News & Insights
“Party Like It’s 1999”
In the run-up to the turn of the century, pop artist and philosopher Prince released a popular song that summed up the mood of the times. “Party Like It’s 1999” was a catchy tune from the 80’s that anticipated celebrating good times of the late 90’s. Investors were feeling pretty good during the late 90’s era as well. The stock market seemed to levitate upward for years and any hint of caution or prudence was dismissed. The investment “hangover” did not begin in earnest until March of the year 2000 when the tech bubble finally popped and a serious bear market took hold. The factors leading to the sell-off were in plain sight, but in the main, investors were captured by the strong upward trend and became even more enthusiastic as prices rose; meanwhile simple logic tells us all that higher prices make an investment less, not more, attractive.

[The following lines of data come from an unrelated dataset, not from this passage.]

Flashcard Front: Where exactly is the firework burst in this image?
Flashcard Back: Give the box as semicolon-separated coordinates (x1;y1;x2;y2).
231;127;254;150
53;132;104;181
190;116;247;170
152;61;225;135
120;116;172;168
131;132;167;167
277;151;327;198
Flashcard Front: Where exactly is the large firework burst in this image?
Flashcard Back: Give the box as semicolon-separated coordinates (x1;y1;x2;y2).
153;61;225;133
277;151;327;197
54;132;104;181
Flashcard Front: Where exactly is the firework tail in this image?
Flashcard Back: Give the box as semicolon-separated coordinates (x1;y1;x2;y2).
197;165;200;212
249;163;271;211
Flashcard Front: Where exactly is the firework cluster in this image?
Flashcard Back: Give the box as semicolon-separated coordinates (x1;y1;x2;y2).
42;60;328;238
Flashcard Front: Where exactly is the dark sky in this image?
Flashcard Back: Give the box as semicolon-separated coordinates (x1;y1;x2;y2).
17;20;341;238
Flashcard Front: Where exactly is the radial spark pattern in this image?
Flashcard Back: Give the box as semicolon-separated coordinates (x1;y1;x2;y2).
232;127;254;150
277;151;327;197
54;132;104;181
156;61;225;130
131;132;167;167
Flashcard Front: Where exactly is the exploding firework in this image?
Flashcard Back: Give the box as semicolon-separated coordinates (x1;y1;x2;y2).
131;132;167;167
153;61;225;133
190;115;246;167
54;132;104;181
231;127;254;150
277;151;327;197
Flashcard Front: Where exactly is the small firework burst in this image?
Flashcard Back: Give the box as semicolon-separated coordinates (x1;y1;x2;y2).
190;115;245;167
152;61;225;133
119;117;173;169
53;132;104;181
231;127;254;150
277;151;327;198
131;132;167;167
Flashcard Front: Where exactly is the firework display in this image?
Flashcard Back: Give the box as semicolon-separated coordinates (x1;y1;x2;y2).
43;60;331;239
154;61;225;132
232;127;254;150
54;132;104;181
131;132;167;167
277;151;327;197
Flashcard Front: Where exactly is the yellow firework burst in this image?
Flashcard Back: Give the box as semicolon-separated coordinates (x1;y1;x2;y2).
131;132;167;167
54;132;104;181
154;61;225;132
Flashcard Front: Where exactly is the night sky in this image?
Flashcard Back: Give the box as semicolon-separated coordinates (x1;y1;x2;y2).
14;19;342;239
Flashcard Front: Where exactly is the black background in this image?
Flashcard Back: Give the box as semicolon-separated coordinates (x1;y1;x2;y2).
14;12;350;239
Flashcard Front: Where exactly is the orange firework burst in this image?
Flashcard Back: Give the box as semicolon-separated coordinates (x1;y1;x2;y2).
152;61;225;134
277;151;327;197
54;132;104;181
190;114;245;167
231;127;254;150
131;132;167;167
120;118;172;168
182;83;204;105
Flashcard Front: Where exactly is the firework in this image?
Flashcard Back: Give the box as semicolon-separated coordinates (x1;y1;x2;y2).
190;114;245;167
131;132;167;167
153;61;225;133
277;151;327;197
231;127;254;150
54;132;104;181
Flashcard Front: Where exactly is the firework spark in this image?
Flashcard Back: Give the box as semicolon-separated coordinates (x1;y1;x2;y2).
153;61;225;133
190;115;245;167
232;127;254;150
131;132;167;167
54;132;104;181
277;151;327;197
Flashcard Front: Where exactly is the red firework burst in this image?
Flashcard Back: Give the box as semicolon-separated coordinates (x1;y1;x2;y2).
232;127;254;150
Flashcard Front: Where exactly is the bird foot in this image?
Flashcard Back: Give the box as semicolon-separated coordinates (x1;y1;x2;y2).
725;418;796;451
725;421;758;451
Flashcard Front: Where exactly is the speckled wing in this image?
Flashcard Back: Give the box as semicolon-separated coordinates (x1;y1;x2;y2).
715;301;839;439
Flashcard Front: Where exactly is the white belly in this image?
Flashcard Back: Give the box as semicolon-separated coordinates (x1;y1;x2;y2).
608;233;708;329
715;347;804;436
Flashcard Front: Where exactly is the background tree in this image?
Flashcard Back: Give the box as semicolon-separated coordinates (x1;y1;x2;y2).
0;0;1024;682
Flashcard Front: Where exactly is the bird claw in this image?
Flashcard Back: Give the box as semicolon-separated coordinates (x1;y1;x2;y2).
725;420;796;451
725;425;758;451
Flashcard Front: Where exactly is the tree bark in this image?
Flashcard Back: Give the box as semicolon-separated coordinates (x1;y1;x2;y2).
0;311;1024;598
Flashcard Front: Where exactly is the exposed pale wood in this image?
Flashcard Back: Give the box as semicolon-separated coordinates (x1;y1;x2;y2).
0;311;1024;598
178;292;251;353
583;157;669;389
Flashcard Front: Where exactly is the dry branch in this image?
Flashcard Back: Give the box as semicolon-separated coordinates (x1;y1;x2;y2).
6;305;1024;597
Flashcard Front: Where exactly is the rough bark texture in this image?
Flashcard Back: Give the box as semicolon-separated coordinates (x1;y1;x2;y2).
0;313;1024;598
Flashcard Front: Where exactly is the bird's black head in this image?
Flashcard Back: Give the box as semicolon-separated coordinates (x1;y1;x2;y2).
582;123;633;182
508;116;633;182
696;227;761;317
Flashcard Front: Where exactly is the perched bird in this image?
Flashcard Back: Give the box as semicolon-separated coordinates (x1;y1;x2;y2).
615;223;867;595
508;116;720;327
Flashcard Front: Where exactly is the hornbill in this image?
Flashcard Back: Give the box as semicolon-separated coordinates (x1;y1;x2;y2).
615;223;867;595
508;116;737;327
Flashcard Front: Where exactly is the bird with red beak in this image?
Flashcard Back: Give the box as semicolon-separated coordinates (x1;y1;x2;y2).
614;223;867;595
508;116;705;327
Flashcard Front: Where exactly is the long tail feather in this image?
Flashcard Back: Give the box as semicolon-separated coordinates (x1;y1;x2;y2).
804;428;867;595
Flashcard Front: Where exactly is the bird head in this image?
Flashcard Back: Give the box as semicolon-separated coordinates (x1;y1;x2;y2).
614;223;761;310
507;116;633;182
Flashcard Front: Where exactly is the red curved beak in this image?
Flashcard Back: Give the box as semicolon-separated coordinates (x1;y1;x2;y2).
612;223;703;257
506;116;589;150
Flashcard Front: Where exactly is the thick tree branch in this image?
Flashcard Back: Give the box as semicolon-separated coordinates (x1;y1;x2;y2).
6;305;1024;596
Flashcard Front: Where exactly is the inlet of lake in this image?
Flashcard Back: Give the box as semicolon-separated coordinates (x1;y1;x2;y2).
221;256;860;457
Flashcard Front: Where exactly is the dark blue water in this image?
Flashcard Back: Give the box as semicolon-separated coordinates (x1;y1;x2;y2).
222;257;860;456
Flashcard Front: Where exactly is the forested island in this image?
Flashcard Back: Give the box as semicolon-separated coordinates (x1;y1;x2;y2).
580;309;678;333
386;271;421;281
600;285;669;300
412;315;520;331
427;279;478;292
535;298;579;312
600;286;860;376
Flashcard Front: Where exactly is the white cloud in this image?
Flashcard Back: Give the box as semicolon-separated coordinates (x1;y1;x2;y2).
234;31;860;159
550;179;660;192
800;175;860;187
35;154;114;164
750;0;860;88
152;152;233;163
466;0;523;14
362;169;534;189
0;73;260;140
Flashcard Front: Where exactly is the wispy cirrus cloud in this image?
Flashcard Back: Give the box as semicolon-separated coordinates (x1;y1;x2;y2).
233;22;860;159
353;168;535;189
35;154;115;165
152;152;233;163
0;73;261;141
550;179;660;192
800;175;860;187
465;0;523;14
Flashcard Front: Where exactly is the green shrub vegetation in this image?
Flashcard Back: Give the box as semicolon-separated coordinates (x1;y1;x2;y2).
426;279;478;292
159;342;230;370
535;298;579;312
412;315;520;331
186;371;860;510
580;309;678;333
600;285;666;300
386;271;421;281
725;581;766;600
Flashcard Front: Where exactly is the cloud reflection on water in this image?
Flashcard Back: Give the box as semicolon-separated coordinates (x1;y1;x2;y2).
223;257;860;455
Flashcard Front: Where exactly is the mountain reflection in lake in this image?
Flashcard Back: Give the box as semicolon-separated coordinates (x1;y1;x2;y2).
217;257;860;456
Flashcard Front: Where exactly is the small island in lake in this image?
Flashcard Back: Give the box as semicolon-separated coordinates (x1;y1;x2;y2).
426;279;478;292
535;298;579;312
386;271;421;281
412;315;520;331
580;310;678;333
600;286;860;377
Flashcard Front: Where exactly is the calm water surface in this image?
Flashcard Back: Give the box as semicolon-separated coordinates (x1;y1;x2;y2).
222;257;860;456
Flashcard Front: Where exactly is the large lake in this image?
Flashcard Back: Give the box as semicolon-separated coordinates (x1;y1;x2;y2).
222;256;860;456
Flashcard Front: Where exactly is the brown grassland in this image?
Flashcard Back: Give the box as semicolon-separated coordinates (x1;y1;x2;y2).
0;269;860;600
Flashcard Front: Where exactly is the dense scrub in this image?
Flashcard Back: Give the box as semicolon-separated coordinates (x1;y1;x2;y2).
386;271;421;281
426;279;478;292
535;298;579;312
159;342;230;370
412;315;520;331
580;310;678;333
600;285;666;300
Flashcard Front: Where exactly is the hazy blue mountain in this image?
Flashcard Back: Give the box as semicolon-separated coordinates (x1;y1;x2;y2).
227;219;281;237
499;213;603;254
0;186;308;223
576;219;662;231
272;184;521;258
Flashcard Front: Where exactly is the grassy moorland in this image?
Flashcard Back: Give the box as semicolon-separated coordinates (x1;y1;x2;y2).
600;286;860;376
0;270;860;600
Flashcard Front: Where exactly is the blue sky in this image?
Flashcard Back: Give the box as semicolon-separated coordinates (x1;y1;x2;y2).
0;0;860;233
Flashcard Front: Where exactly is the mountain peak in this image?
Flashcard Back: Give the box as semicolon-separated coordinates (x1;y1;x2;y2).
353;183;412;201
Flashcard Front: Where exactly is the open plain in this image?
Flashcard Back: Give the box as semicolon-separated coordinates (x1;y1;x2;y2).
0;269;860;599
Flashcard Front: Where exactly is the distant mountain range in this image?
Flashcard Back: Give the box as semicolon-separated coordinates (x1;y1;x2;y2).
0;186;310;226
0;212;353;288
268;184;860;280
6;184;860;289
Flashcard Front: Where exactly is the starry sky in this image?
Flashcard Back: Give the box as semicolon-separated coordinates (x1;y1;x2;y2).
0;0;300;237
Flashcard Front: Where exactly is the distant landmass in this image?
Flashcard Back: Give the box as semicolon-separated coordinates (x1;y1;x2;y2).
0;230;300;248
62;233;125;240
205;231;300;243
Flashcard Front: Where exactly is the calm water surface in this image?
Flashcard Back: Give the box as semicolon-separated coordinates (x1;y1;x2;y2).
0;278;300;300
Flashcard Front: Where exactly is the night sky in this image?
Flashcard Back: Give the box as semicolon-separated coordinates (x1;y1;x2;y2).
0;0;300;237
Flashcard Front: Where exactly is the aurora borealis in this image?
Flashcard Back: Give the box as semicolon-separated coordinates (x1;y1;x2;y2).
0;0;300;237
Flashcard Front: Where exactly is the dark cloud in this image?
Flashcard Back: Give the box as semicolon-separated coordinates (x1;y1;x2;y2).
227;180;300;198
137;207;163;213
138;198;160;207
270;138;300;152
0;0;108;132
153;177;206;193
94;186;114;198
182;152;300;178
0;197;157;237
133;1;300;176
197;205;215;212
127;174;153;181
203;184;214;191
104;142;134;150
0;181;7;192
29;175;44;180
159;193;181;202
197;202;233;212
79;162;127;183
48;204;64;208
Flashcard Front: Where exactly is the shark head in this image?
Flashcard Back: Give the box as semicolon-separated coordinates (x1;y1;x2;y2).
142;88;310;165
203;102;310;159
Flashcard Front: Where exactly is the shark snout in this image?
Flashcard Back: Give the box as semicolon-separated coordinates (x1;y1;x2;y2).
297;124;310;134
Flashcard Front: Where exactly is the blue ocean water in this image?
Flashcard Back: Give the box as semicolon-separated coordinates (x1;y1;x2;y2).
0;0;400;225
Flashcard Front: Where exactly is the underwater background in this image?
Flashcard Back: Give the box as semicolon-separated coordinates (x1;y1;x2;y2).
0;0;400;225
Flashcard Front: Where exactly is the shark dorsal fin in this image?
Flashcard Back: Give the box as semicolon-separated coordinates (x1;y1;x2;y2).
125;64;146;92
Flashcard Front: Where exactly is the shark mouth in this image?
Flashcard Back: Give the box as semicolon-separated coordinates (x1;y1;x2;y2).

We think that smart investors will consider the parallels between then and now and we are not alone. Market gurus as diverse as the bullish David Tepper of Appaloosa Management and Jeremy Grantham of the staid Boston investment house GMO Investments speak of 2015 as if it will be like the fabulous “overshoot” year that birthed the 2000 bear market.
As support, we first cite valuation. By almost all metrics, the market is more than fully priced unless you believe in perpetually easy monetary policy and extended zero percent interest rates. As we have stated before, a lot of money can be made in the final overvalued stages of a bull market, but without the underpinning of value the risk of a reversal is greater.
Secondly, high levels of speculation are measurable as investors borrow money on margin to buy shares at levels not seen even before the 2008 and 2000 market reversals. Corporate profit margins, fattened by cheap borrowing to historic levels are bound to revert toward normal at some time. In short, earnings growth is more likely to disappoint than pleasantly surprise us.
Mark Twain once said “History doesn’t repeat itself, but it rhymes.” And we do not believe that we are destined to repeat the past. There was money to be made in 1999 and many of the risks that were present then are less of a factor in 2015, but experience tells us that taking some profits at this stage of the bull market is advisable. That said, stock markets are confounding creatures and the tendency is for higher prices unless recession or monetary tightening interrupt the party. This leads us to a conservative but not dramatically underweight position against our benchmark stock weightings for U.S. stocks.
International stock markets offer better value and investments made today in both developed and emerging markets should produce good long-term results, but patience will be required as economic weakness and policy uncertainty keep values down.
Bonds continue to offer poor value but play an important role in managing risk. As 2014 ends we should celebrate good times (subtle Kool and the Gang reference), book some profits and look forward with optimism but be a little better prepared for air-pockets we may encounter en-route to 2016.